MORE OLD PENN STATION

The old Penn Station is not completely gone. If you poke around long enough in the basement of Madison Square Garden, which is what the ‘new’ Penn Station became, you can find a hint or two of the old magnificent Penn still there. And you can even find a couple of hints in broad daylight, too. I chronicled some of these in a FNY page way back in 1999.

Possibly the most intriguing find is the discovery of part of an original track indicator in the baggage area near Track 1 (left). The ornate indicators were a hallmark of the old Penn, standing 16 feet high and complementing the ornate fencing and bannisters. The aluminum sign cards were painted bright red. The track number appeared in the semicircular area on top. The two numbers on the bottom were used to show the departure time. However, the indicator isn’t in an area frequented by the public, and you need to request to see it when on a Penn Station tour. One such tour I was on, led by Lorraine Diehl, author of The Late, Great Pennsylvania Station (Four Walls Eight Windows 1996) inspired me to write the original page.

At the top, on one of the staircases going to Tracks 13 and 14 you see one of the original Penn Station brass subway railings installed in 1910. And, unique in the station, at the bottom of the steps is a bracket that likely once held an electric lamp. 

 

Meanwhile on Track 17, a set of steps has the brass railings and also a decorative element, a set of spikes on the side wall. Track 17 is unique in Penn Station as it does not share a platform with another track, and the platform is narrower than the others; the Track 18-19 platform, meanwhile, is much wider than the others. I do not know the reason for this discrepancy, so if anyone does, fill me in in Comments!

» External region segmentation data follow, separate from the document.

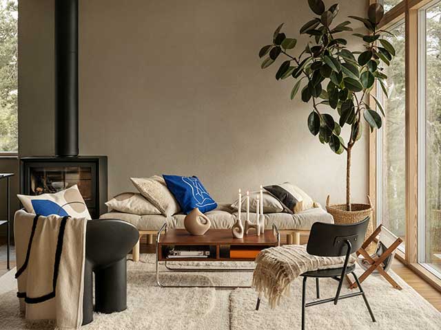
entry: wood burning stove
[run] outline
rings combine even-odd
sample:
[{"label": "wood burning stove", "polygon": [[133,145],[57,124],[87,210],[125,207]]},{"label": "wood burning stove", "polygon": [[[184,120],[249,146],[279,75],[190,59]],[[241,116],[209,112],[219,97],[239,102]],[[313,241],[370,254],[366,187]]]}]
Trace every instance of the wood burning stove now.
[{"label": "wood burning stove", "polygon": [[75,184],[93,218],[106,212],[105,156],[78,156],[78,0],[55,0],[55,155],[21,159],[21,191],[57,192]]},{"label": "wood burning stove", "polygon": [[90,215],[98,219],[107,211],[107,162],[105,156],[23,157],[21,192],[53,193],[76,184]]}]

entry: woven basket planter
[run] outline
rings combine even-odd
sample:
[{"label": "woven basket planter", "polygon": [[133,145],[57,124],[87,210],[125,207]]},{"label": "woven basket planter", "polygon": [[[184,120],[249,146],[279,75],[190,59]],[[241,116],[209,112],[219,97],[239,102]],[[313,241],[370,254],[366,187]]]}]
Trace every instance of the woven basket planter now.
[{"label": "woven basket planter", "polygon": [[365,220],[367,217],[369,217],[369,223],[367,225],[366,230],[366,236],[367,239],[372,232],[372,202],[371,198],[368,196],[369,204],[351,204],[351,211],[346,210],[346,204],[329,204],[329,195],[326,199],[326,210],[334,217],[335,223],[337,224],[349,224],[355,223]]}]

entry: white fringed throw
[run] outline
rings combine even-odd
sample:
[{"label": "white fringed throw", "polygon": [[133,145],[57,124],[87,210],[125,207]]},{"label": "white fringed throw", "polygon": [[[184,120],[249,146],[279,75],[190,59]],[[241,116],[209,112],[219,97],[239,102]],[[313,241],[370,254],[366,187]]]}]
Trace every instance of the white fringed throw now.
[{"label": "white fringed throw", "polygon": [[[343,267],[345,256],[327,257],[309,254],[306,245],[284,245],[263,250],[256,258],[253,287],[268,299],[271,308],[283,296],[289,296],[289,285],[301,274]],[[349,265],[356,262],[351,256]]]}]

Most of the brass rails have been removed in previous decades, as new stairwells and escalators have been installed. 

3/23/18 


Categorized in: One Shots Subways & Trains Tagged with:

6 Responses to MORE OLD PENN STATION

  1. John says:

    I think that FDR and other VIPs came in on the unconnected single track for security reasons.

  2. Phil says:

    Re: the difference in platform widths, tracks 17-19 were the original LIRR trackage, with 18-19 as the centerpiece platform for service going out east. You must remember that when the original Penn Station was built, Long Island was still largely rural and ridership was nowhere near what it is today, thus the need for only a few platforms.

  3. Fred says:

    If memory serves; the book “Steel Rails to the Sunrise” (history of the LIRR) has a good section with photos of the old Penn Station. I gave the book to my cousin years ago and haven’t seen it since.

  4. Ty says:

    Coming up from track 18 I’d grip those brass handrails wishing somehow the old Penn Station would be there when I reached the top.

  5. Andy says:

    When Penn Station opened, its major traffic sources were expected to be the Pennsylvania RR services to and from New Jersey and points south (today’s Northeast Corridor trains of both Amtrak and NJ Transit). The Long Island RR was not expected to be generate the traffic it handles today. So Tracks 20 and 21 were designed for arriving LIRR trains, and 18 and 19 were designed to be the primary departure tracks for LIRR trains, thus the reason for the unusually wide layout. Track 17’s purpose was to provide LIRR with an additional departure track. Tracks 1 through 16 were initially reserved for PRR trains. By the 1950s LIRR provided about three-quarters of the train movements in and out of Penn, and thus required use of Tracks 13-21.